President Barack Obama released a budget Monday that gives advisers plenty to monitor over the next few months as negotiations around the proposals begin anew with a Republican Congress.
Here are some items in the nearly
$4 trillion fiscal 2016 spending plan that could have an impact on advisers and their clients:
HIGHER CAPITAL GAINS
Mr. Obama wants to raise
taxes on capital gains to 28% from the current 23.8%. He also would eliminate stepped-up basis on inherited assets, meaning that heirs would have to pay capital gains on the amount that the assets grew while held by the decedent.
The capital gains reforms would raise $208 billion over 10 years. The amount raised would fund Mr. Obama's “middle-class economics” initiatives that include paid sick leave, higher tax credits for people with children and two years of free community college.

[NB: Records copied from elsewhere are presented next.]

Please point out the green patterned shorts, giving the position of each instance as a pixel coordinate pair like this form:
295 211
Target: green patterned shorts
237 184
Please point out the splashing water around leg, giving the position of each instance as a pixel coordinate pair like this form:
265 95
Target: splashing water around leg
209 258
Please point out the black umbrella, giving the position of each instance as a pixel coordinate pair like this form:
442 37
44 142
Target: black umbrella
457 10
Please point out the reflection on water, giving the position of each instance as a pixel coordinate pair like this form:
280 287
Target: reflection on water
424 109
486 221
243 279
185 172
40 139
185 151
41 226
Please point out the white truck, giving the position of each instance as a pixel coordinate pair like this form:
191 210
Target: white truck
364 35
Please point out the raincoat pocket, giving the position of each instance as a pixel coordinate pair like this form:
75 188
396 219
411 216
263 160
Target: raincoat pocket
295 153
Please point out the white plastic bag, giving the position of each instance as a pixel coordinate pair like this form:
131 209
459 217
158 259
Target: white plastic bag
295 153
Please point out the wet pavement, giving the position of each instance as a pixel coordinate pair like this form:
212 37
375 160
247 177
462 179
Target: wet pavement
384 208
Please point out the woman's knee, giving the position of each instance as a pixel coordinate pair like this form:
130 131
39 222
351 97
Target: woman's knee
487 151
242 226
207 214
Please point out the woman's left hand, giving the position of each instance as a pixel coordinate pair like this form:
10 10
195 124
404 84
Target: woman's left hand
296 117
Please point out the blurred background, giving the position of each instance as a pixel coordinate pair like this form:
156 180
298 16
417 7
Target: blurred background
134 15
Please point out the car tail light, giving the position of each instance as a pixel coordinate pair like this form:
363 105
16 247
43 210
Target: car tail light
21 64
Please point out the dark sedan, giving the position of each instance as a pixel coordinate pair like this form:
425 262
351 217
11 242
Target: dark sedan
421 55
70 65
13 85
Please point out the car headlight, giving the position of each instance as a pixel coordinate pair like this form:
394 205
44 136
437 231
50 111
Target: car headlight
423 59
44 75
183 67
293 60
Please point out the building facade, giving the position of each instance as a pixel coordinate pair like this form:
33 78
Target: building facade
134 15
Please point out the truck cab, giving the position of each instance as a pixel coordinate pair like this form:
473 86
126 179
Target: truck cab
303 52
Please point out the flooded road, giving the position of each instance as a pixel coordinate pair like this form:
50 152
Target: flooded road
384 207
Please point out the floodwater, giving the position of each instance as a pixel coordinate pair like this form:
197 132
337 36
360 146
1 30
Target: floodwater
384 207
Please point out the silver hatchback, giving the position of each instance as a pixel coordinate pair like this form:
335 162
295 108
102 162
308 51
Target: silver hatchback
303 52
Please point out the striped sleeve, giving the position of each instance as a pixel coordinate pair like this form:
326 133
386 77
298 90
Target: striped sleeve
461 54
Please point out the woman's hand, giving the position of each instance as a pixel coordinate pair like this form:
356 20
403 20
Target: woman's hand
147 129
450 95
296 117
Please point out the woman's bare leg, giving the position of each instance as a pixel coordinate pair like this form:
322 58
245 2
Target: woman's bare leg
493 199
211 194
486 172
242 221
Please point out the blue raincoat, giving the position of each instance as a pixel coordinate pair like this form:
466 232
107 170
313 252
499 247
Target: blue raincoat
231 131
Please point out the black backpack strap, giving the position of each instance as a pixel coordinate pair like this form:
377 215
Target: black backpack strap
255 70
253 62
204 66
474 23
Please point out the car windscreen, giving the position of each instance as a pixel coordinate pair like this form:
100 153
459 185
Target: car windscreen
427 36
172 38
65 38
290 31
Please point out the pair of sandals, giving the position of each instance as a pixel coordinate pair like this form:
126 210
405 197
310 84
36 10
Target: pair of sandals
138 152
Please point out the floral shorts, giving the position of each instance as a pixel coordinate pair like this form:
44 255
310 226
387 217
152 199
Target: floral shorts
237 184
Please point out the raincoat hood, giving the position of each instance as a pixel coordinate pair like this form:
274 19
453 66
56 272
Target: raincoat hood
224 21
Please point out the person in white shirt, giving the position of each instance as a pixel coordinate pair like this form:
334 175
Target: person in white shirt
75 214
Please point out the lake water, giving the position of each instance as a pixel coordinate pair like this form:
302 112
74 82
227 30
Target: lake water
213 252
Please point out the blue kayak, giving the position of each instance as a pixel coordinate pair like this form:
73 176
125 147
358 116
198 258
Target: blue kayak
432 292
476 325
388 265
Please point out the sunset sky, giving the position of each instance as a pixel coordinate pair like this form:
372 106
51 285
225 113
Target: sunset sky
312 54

“Right now, our tax code is full of loopholes for special interests — like the trust fund loophole that allows the wealthiest Americans to avoid paying taxes on their unearned income,” Mr. Obama said in a speech in Washington on Monday. “I think we should fix that and use the savings to cut taxes for middle-class families. That would be good for our economy.”
EFFECT ON ESTATE TAXES
What Mr. Obama didn't mention is that wealthy families already pay the estate tax, which makes his stepped-up basis proposal a tough sell to a GOP Congress.
“If you don't have stepped-up basis, then assets that are passed on at death are taxed twice,” said Andy Friedman, principal at The Washington Update.
The most striking aspect of Mr. Obama's proposal is that it would eliminate stepped-up basis for bequests and gifts, said Tim Steffen, director of financial planning at Robert W. Baird & Co.
“That's going to change all the financial-planning strategies out there,” he said.
LIMITING DEDUCTIONS
Other tax proposals in Mr. Obama's budget are re-runs from previous proposals, such as limiting tax deductions and exclusions to 28% and imposing a “Buffett Rule” that would ensure that the wealthy pay no less than 30% of their income in taxes.
Even though Mr. Obama's plan will meet stiff resistance from the Republican-led House and Senate, the ideas still merit attention, Mr. Steffen said, because they could come up in broad tax reform.
“It's reasonable to assume that some aspects of the president's budget will find their way into a final tax bill that both parties can agree on,” he said. “We just don't know which ones. You can't look at this and just completely dismiss it.”
SEC's 15% FUNDING INCREASE
Under Mr. Obama's budget, the Securities and Exchange Commission would receive a 15% budget boost, to $1.7 billion from $1.5 billion. The funding would in part support the hiring of 225 additional investment-adviser examiners in the Office of Compliance Inspections and Examinations, the agency said. The extra personnel would allow it to boost annual exam coverage of the approximately 11,500 registered investment advisers from the current 10% to 14%, the SEC said.
“There remains an immediate and pressing need for significant additional resources to permit the agency to increase its examination coverage of registered investment advisers and investment companies so as to better protect investors and the nation’s securities markets,” the SEC said in its
fiscal 2016 budget request.
The SEC has traditionally been denied most of its budget requests by congressional Republicans, although it did achieve a $150 million budget boost for the current fiscal year. The SEC used that extra funding to hire an additional 72 investment-adviser examiners.
Although Congress sets the SEC budget each year, the agency’s operations are funded through securities transaction fees. The amount of the SEC budget does not affect the federal budget deficit.